Den Winter über bin ich auch öfters 2x die Woche ein Stück des Arbeitsweges gelaufen. Also einmal morgens hin, einmal abends zurück. Hat den Vorteil, dass Klamotten schon bei der Arbeit sind und ich mir zeitlich einen Teil der Fahrt spare.
Bergtouren (Schneeschuhe im Winter/Frühjahr, sonstige/auch Hochtouren im Sommer) im Urlaub oder mal am Wochenende.
Manchmal habe ich die NAse voll davon, so durchorganisiert zu sein, aber anders geht es nicht. Und das Training selbst bringt seelische Gelassenheit


----------



## Mausoline (1. April 2011)

Chrige schrieb:


> .....Zeit findet man immer für Sport, wenn man will. Allerdings ist dies eine Sache des Prioritäten setzen, was jeder selber für sich machen muss....



Genau, Prioritäten setzen. 
Ich hasse Hausarbeit, deshalb siehts manchmal auch entsprechend aus, der Garten ist auch mehr eine Wildnis. Die Kids gehen auch nicht mehr mit und so sind wir fast die ganzen Wochenenden unterwegs. Job ist aufgeteilt in ca. 3 Tage Büro, meist ohne große Mittagspause, und Home-Office.
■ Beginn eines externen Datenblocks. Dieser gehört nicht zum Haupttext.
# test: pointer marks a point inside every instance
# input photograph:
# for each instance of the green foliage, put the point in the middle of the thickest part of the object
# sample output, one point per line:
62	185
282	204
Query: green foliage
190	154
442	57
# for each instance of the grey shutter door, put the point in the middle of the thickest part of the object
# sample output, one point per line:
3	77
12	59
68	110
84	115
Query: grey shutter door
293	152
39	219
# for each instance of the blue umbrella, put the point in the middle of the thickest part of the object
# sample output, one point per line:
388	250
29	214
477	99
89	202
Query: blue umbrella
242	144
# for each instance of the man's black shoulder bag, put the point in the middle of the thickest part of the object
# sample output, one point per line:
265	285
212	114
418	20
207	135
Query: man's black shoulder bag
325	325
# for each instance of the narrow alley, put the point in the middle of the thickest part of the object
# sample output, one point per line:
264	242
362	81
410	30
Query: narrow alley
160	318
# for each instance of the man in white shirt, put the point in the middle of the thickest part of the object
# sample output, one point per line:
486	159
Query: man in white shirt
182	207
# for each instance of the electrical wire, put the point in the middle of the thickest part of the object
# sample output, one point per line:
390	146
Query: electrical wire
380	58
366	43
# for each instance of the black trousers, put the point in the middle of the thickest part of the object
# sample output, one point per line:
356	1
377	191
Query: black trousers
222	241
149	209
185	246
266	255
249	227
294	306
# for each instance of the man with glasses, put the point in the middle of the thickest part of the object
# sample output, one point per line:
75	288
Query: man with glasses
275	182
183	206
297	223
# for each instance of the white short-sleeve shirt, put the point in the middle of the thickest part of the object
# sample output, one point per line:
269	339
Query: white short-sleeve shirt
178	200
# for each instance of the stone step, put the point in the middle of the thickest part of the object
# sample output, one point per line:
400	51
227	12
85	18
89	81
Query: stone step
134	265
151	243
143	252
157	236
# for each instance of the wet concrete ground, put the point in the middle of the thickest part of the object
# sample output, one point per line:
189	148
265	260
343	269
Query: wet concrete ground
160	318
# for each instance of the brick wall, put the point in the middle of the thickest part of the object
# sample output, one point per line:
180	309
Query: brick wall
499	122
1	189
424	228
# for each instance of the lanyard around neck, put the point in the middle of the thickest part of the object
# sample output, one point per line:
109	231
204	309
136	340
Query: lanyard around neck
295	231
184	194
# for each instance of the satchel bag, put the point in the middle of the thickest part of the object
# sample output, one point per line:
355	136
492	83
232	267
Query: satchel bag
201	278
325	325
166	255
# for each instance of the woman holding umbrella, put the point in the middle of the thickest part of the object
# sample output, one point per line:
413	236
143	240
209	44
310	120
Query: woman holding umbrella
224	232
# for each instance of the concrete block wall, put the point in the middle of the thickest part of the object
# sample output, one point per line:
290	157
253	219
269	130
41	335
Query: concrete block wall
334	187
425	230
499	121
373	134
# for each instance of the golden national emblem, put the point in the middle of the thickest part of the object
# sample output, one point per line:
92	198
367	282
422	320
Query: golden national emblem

Das kann ich mir selber einteilen, d.h. natürlich auch bis spätabends und am Wochenende.


----------



## Chrige (1. April 2011)

Mausoline schrieb:


> Genau, Prioritäten setzen.
> Ich hasse Hausarbeit, deshalb siehts manchmal auch entsprechend aus, der Garten ist auch mehr eine Wildnis.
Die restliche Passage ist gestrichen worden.